ASSUMI QUE SOU INFIEL = Quando eu percebi
que eu nunca seria mulher de um trabalho só. (hahaha todo mundo teve um
siricotico na cadeira achando que eu traí meu marido!!) Passei anos pensando
que eu deveria ter uma carreira, me especializar naquilo e ser fera. Idéia
errada, e quem me ensinou foi Karim Rashid no livro Design Your Life – toda
especialização é burra. Quando aceitei que eu seria o que eu quisesse ser, pelo
tempo que fosse, com a quantidade de especialidade que eu tivesse interesse,
tudo ficou mais claro. Continuo trabalhando com arte e crianças. Tenho
infinitos projetos de decoração. Presto serviço para profissionais, crio peças.

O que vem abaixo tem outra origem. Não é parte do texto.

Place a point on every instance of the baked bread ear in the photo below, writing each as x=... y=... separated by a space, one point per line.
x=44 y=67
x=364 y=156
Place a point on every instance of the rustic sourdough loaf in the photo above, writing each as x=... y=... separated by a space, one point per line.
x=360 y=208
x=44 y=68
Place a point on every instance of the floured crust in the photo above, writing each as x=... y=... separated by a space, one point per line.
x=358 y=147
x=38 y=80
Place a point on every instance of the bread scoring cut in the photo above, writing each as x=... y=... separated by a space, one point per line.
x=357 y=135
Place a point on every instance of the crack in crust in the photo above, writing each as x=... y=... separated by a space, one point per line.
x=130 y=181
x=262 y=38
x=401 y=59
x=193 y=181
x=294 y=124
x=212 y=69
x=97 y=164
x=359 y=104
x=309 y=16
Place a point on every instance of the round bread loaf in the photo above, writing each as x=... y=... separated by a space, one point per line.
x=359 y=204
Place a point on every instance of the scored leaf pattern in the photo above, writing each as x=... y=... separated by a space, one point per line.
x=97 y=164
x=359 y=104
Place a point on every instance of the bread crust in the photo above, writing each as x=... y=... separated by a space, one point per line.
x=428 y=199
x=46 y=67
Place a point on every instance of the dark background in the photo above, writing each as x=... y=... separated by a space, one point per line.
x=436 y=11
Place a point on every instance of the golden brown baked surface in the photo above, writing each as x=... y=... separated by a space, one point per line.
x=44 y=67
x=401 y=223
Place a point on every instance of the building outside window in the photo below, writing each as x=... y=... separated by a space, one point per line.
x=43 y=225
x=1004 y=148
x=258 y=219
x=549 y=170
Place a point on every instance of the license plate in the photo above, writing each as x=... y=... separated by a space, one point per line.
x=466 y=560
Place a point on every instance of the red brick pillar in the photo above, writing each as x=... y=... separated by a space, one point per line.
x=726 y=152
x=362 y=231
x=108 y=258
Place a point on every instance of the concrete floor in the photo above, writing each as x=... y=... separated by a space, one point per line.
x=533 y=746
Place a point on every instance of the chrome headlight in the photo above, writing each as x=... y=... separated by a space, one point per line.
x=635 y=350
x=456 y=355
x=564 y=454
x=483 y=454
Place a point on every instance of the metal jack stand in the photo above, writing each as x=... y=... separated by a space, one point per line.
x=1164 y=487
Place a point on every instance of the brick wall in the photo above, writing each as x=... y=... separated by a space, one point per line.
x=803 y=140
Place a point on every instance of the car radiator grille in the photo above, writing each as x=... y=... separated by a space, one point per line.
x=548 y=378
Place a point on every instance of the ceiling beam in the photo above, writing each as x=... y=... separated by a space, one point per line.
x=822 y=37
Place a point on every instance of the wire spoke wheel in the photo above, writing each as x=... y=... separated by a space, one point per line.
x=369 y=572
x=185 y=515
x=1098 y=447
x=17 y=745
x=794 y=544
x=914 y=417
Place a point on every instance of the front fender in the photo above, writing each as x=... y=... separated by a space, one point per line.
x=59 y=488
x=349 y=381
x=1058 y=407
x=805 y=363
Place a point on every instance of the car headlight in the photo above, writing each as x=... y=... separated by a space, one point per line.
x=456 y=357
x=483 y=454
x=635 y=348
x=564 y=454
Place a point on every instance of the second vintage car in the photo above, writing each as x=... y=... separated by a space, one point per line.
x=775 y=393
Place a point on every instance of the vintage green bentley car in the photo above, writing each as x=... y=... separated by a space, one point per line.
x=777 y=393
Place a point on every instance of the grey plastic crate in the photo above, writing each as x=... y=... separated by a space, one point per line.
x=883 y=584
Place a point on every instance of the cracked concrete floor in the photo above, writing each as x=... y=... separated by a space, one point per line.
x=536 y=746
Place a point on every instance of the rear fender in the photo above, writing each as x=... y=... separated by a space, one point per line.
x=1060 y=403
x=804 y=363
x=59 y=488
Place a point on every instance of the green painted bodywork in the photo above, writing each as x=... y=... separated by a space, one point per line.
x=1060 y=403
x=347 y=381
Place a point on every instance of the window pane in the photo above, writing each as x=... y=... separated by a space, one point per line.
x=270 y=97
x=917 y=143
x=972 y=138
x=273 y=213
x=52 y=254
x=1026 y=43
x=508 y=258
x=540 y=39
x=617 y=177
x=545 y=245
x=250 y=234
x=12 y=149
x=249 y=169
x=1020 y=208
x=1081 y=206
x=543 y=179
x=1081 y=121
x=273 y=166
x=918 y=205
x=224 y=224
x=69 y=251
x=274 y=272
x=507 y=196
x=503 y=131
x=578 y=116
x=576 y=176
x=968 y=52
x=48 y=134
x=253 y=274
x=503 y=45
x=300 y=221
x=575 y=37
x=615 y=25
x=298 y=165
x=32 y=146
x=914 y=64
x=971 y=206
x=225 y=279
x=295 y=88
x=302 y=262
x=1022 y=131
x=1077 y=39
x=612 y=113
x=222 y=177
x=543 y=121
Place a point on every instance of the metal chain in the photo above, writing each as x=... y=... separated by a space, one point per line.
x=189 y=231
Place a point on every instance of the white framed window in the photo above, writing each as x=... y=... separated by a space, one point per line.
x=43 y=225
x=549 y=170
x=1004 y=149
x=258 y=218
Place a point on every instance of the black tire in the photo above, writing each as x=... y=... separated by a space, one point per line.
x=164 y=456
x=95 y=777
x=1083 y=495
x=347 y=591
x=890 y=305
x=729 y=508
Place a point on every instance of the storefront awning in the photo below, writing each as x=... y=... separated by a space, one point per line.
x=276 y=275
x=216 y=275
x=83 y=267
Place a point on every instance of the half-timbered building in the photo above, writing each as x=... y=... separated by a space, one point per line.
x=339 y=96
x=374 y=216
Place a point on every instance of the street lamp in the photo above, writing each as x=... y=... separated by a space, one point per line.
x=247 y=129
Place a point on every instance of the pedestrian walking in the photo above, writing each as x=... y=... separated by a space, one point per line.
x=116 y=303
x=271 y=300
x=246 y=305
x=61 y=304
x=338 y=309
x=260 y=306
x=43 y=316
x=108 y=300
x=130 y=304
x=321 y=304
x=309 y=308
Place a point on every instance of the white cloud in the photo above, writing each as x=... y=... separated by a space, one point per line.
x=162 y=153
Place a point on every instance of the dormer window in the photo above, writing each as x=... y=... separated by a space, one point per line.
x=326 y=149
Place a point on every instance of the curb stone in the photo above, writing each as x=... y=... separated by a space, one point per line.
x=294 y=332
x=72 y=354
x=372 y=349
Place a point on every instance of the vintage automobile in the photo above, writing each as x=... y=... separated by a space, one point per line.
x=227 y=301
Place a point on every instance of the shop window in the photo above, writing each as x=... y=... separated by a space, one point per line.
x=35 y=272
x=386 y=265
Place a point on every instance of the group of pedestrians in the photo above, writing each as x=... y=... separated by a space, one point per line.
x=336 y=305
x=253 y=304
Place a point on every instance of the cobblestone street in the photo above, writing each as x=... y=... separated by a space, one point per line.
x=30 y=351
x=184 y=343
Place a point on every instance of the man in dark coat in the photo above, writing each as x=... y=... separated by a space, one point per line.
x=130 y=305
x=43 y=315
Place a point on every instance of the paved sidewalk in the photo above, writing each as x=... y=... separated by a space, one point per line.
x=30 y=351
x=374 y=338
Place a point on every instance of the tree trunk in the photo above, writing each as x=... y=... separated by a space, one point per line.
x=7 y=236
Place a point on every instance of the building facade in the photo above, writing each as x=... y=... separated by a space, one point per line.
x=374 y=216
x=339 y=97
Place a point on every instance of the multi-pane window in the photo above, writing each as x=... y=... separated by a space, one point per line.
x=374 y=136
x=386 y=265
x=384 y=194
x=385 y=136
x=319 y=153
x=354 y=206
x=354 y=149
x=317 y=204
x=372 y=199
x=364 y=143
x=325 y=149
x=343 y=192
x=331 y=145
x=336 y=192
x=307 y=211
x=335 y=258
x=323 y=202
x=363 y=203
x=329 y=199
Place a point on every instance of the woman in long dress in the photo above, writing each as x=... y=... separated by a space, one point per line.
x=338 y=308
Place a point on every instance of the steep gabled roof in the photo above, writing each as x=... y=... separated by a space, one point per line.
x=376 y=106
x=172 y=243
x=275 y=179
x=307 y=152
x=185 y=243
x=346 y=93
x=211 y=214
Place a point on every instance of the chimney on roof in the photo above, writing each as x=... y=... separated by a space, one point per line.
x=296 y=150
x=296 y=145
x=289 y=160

Executo as peças, mexo com tecido, telas e tintas. Faço lindas telas. Escrevo,
tenho mais ideias. Criei um blog, e ele virou um novo emprego. Escrevi para
marcas, e aprendi a valorizar meu trabalho. Lido diariamente com os mais
variados clientes. Faço um monte de amizades e vou me metendo em mais projetos.
Decidi que quero cantar, e voltei a ser coralista. Não tenho medo de novidade.
E me permito mudar de ideia sempre que quiser.
APRENDI A DIZER NÃO = Seja para um cliente que
quer meu serviço a preço de banana ou para um parente aflito que precisa de
atenção em um momento em que eu não estou disponível, eu hoje sei dizer não.
Não mesmo, sem culpa. Eu entendo meus limites. Sei até onde posso ir para não
sacrificar o meu self em função do interesse alheio, no caso de um bebê
querendo ver a máquina de lavar roupa enquanto eu mando um email importante.
Ele grita, eu digo não e aguento. Não é não. Ou no caso do cliente que se
surpreende com um orçamento ou envia propostas indecentes. Sim, eu preciso de
trabalho. Não, eu não trabalho por menos do que mereço. Guardo os repentes de
caridade para quem precisa: os necessitados. Não para quem tem dinheiro.
VIREI BLOGUEIRA = Escrever no blog me faz
refletir profundamente sobre meus rumos, e com isso avalio melhor os passos, me
entendo mais. É auto conhecimento puro, sem contar a maravilha que é fazer
parte da sociedade anônima (nem tanto) das mães blogueiras desesperadas. Seres
capazes de mudar o mundo, e ainda tão mal interpretados. Sempre digo que esse
blog me abriu porteiras, não portas. Eu que me surpreendia a cada vez que
ampliava meu mundo – de uma escola para o mundo corporativo, para a
maternidade, para a autonomia – não imaginava que existia um outro universo
paralelo, no mundo dos bits e bytes, capaz de me ensinar tanto. E fora isso, eu
sinto que tenho voz. Eu gosto de ter voz.